In some chronological order, the epochal Dreimännerarbeit, "Zur Quantenmechanic II", Zeitschrift for Physik (1926) (in German) 35 (8) doi:10.1007/BF01379806, by Born, M.; Jordan, P.; Heisenberg, W., gets there on pp 606-615, Ch 4, §3, no "if"s and "but"s!! That section "is Entirely the work of Jordan" reassures one Anthony Duncan in The Conceptual Framework of Quantum Field Theory p 19.

The more familiar language suitably applied to the EM field is Dirac, P. A. M. (1927), "The quantum theory of the emission and absorption of radiation" Proc. R. Soc. Lond. A. Royal Society Publishing 114 (767): 243–65. doi:10.1098/rspa.1927.0039.

But so many strands went into this tapestry that it is hard to parse them out and assess their detailed significance. The most meticulous judgments vindicating Jordan's contributions have been detailed in Silvan S. Schweber's QED and the Men who Made it: Dyson, Feynman, Schwinger, and Tomonaga.
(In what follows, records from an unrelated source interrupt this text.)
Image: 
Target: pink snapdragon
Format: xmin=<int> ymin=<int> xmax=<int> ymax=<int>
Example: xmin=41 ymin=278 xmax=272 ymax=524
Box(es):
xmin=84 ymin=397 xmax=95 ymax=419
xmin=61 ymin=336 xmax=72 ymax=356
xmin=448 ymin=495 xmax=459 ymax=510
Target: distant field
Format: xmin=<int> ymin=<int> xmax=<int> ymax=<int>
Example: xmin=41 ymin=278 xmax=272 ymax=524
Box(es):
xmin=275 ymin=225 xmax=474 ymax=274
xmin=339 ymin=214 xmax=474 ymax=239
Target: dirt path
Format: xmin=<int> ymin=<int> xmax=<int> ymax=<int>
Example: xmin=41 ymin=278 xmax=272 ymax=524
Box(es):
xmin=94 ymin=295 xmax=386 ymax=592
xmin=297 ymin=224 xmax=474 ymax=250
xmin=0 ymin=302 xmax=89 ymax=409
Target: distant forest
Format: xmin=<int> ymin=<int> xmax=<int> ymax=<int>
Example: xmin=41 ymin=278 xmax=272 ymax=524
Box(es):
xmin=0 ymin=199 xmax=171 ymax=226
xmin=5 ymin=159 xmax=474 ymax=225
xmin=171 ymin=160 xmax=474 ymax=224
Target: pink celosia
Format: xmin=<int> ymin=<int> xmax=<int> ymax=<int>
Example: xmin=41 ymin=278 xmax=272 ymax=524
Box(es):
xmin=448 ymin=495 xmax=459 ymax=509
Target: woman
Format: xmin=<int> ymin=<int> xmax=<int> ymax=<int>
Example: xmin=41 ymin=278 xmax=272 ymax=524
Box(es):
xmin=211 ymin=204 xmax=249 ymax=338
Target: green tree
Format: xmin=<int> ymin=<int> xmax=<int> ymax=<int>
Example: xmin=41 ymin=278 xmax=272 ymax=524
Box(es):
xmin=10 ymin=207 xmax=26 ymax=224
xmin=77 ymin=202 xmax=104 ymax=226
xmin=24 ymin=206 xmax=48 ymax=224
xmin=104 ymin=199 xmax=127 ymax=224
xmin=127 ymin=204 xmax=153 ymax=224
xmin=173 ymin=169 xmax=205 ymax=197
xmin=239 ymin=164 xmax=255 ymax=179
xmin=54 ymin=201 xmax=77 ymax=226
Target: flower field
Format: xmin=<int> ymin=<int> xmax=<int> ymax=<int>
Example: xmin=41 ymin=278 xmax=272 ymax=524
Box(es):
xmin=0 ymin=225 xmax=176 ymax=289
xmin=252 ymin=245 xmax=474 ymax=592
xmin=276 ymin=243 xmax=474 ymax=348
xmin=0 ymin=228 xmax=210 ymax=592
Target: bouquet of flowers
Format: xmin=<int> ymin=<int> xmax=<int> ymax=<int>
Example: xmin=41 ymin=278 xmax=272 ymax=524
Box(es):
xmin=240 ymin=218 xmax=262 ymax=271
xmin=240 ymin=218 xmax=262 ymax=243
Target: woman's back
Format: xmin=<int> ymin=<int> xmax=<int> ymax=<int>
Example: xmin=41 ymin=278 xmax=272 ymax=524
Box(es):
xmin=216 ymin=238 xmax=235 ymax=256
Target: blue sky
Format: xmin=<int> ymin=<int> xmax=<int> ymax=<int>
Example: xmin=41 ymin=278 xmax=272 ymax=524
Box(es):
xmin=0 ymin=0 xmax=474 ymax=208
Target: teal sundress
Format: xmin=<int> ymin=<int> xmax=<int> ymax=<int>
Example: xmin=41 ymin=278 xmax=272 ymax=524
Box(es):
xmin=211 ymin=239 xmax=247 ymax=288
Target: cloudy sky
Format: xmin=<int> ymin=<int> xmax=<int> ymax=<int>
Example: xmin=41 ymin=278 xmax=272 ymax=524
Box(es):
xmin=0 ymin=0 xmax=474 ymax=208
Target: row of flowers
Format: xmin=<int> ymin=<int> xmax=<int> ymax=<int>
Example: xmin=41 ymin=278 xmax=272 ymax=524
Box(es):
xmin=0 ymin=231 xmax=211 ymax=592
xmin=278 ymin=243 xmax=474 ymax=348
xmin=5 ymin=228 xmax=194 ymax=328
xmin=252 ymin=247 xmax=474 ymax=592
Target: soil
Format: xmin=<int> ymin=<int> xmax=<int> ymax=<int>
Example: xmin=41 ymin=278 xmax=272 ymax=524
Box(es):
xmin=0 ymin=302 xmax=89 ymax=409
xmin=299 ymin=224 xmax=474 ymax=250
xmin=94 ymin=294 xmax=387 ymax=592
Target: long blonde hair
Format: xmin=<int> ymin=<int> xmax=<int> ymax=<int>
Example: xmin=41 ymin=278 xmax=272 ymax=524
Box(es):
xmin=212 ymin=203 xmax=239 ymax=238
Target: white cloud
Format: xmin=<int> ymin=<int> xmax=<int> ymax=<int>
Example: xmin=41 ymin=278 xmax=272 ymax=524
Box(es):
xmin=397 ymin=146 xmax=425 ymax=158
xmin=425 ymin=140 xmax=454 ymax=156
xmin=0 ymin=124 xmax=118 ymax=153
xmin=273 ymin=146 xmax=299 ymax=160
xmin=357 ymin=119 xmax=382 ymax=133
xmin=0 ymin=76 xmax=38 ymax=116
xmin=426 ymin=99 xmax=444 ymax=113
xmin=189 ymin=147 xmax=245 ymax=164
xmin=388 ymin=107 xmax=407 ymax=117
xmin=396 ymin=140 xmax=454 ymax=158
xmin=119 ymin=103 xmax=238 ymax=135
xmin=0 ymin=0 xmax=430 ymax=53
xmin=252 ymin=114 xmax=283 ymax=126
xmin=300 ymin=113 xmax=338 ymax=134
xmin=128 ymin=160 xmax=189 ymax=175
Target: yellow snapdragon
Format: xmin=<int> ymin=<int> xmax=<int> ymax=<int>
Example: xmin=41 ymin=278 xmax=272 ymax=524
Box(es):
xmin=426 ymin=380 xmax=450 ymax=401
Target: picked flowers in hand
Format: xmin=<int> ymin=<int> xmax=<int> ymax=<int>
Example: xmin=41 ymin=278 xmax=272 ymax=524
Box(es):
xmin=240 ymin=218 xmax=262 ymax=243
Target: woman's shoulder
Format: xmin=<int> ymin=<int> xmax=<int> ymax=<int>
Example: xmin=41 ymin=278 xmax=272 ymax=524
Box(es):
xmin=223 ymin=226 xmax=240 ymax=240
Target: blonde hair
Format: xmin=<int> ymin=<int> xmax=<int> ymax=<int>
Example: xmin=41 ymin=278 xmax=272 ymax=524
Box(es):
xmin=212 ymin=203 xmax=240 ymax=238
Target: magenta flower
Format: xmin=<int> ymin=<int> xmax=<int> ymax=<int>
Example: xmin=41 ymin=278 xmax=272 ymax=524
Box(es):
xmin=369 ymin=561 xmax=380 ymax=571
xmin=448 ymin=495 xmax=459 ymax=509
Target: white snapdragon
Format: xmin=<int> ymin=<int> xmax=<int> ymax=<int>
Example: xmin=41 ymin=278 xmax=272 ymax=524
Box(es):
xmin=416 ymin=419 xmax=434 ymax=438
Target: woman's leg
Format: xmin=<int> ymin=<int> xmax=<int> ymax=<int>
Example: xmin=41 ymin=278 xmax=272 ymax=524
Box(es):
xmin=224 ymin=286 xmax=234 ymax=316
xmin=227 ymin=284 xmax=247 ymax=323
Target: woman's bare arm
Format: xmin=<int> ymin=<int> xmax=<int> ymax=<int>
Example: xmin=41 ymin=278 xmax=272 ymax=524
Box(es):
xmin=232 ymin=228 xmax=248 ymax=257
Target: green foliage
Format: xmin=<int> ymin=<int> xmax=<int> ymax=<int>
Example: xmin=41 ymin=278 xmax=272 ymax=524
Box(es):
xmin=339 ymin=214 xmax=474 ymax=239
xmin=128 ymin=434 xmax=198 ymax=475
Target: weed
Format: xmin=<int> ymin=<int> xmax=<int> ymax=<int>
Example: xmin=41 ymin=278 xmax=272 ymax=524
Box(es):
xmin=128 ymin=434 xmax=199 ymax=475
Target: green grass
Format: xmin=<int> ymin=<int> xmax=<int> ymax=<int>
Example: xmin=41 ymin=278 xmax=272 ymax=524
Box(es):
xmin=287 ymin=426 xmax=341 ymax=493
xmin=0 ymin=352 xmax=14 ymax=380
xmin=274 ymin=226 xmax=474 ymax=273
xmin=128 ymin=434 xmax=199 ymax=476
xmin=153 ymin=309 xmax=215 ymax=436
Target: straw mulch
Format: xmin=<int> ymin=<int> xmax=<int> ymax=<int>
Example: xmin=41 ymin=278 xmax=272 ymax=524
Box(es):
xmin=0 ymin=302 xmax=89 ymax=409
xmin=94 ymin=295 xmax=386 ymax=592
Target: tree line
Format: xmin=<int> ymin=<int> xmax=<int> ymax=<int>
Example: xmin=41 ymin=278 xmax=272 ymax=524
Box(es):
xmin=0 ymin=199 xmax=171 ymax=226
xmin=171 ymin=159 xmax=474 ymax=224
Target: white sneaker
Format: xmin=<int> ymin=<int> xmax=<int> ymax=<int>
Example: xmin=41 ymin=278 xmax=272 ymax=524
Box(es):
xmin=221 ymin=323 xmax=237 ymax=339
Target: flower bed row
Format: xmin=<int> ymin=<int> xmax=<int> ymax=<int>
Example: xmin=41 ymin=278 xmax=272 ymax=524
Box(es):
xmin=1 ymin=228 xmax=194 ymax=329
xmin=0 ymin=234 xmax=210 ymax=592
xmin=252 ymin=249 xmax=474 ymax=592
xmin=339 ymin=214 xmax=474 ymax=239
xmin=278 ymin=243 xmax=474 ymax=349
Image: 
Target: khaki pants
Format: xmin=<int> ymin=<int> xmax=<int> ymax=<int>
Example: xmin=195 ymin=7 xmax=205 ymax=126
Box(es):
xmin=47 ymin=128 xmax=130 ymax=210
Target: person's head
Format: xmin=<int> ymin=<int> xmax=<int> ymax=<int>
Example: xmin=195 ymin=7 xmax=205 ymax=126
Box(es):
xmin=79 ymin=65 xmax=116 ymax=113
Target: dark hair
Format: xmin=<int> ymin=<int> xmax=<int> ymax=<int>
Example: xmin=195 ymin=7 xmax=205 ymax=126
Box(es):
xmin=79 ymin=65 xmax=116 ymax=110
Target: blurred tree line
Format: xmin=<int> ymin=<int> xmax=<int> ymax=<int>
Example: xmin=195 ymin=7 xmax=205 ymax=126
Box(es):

  • I am skipping Fock space itself, as it is basically a technical formalism innovation, and @Conifold covers it in his comment: a well-meaning reader would recognize the logic of Fock space already at the level of the Dreimännerarbeit. The other realizations of field quantization (Wavefunctional quantization, phase-space field quantization, etc.) are mere mathematical curiosities by and large.